Note to my players: Alz and Xur. If you’re stalking my blog, skip this article because there be spoilers ahead. This works on an honor system.
Keeping track of plans and notes is probably one of the toughest parts of being a DM (right after ‘finding a group to DM’ and, even more challenging, ‘finding a group to play’). For very long time, I’ve relied on LibreOffice Writer to keep up. However, as the length of notes grows and party starts to juggle multiple side quests at the same time, scrolling up and down the document quickly gets annoying. Details quickly become hard to find, there’s page after page after page of unimportant details that you don’t need at this time, but can’t hide away and everything just becomes a mess.
I’ve been handling this limitation reasonably well for the longest time, until eventually came the time for me to dust off my “5d dungeon” thing and throw it at my discord group. But a problem soon appeared: planets are a filler. They have lots of fluff, you get to describe the environment to your players a lot, but at the end of the day there’s not all that much to do while traveling. Players quickly move from planet to planet, and I, as the DM, must scroll back and forth, searching the 60+ page document for descriptions of how planets look and who populates them.
Eventually, there came idea. Wouldn’t it be easier if … I don’t know, I just kept the notes for the planets in the same spreadhseet where I keep the map?
Sure, the idea initially sounds dumb. Text in my Excel? one might ask themselves. Isn’t that for numbers and shit? Aren’t those squares a bit small for text? Can a single cell even contain multiple lines of text? The answer is, of course, yes and no.
The last question is an absolute yes — ctrl+enter will add a new line into the cell (if you’re using online spreadhseet editor, you should take care that you don’t accidentally hit ctrl+r afterwards). As for the rest: the good news is that if the text is too wide to fit within a single cell, it will generally overflow and fill up the neighbouring cells (as long as they’re empty). However, a cell will not overflow up and down.

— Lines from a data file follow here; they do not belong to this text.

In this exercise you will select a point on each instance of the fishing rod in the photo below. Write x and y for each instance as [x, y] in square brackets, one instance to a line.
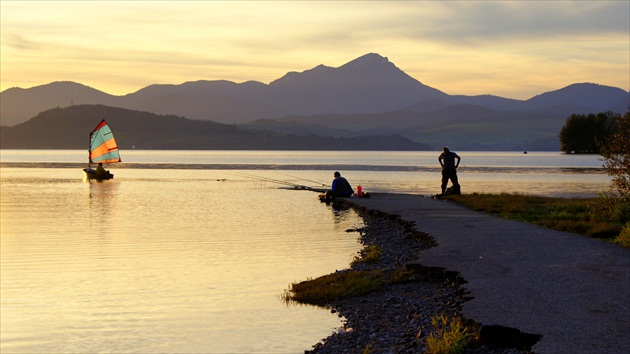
[273, 180]
[307, 180]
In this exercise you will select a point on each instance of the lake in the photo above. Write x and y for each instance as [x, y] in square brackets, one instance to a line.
[190, 251]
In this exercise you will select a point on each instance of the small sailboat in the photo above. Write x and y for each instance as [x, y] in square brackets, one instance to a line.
[103, 149]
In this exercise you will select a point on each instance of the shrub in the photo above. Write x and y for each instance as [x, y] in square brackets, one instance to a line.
[449, 336]
[624, 237]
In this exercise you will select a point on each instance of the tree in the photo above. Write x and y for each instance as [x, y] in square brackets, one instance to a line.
[616, 153]
[586, 134]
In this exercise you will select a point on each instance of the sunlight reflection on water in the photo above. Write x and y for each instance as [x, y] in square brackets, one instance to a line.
[191, 254]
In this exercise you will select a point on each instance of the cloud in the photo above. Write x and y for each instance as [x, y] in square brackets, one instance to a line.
[15, 41]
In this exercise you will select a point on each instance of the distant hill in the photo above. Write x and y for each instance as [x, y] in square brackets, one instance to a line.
[69, 128]
[368, 95]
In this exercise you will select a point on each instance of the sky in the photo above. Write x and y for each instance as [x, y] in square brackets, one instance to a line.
[512, 49]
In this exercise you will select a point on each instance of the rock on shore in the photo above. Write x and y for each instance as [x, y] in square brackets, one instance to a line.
[398, 318]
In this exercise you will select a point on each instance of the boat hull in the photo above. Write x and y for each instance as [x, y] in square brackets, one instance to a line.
[91, 174]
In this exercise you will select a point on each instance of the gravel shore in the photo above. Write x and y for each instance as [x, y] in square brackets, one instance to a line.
[398, 318]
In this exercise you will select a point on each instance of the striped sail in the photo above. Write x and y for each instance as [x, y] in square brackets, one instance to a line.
[103, 147]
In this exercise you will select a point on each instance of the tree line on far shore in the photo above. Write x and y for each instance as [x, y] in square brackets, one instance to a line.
[607, 134]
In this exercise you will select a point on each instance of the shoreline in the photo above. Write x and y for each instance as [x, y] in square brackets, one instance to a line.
[397, 319]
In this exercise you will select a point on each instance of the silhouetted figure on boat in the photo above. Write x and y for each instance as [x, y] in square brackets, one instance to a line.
[100, 171]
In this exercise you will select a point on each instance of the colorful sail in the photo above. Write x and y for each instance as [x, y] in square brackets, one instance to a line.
[103, 147]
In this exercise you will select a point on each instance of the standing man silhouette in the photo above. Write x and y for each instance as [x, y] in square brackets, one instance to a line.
[449, 169]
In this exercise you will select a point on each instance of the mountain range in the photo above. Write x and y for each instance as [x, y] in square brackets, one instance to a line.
[366, 96]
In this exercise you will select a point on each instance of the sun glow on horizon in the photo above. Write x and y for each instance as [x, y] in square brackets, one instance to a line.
[511, 49]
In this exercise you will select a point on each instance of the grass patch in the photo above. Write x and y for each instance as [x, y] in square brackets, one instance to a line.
[336, 286]
[602, 217]
[342, 285]
[449, 336]
[369, 254]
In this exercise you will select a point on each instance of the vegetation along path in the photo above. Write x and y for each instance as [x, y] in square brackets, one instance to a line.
[571, 290]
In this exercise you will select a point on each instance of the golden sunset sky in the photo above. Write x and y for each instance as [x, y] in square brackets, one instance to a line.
[514, 49]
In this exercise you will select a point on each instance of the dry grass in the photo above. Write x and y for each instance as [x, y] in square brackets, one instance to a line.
[602, 217]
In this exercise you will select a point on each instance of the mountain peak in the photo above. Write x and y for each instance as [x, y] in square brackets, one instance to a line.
[368, 60]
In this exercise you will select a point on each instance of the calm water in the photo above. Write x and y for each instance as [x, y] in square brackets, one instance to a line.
[189, 251]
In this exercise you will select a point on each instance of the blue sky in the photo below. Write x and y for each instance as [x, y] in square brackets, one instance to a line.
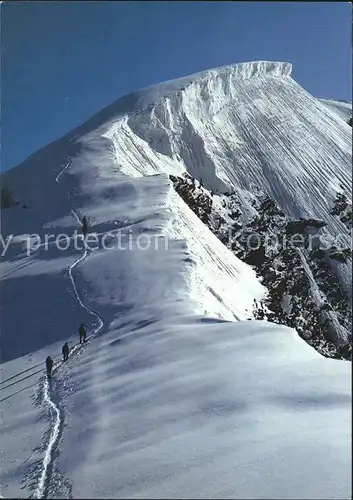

In case that spread is unwanted, we can insert content (empty spaces count) to the neighbouring cells. This will hide the overflow:
This behaviour is great, because it allows me to hide a lot of text into very tiny area. This makes managing notes easaier: you only enter the most necessary info in the top row of the cell, and hide the fluff below the fold. Everything that’s hidden becomes visible if you double-click the cell for editing.
Since we can style text in every cell much like we can style a word document (except in a slightly more primitive way), this works great in practice. Let me explain on the example of the 5d dungeon map.
Three lines above every ‘planet’ currently display only the most basic and necessary info that I need at any time: name of the planet, its size, what kind of environment the planet has, planet description, and quick demographics (with most important races in bold). If I need more info about environment, I can just click the cell that hosts environment info and I’ll get a full description until I click away:
Need to know about demographics? Let’s double-click that:
All in all, that’s pretty basic stuff, and there certainly are some downsides to using spreadsheeds for what’s not their intended purpose (you have to do manual line breaks) — but damn. I wish I started using spreadsheets for notekeeping sooner. They outright excel at that task.
FAQ: Why not install [insert specialized software here] or use [insert webpage]?
A: because I hate installing too much stuff / because it probably doesn’t run on Linux / because I already have enough tabs and user accounts as it is.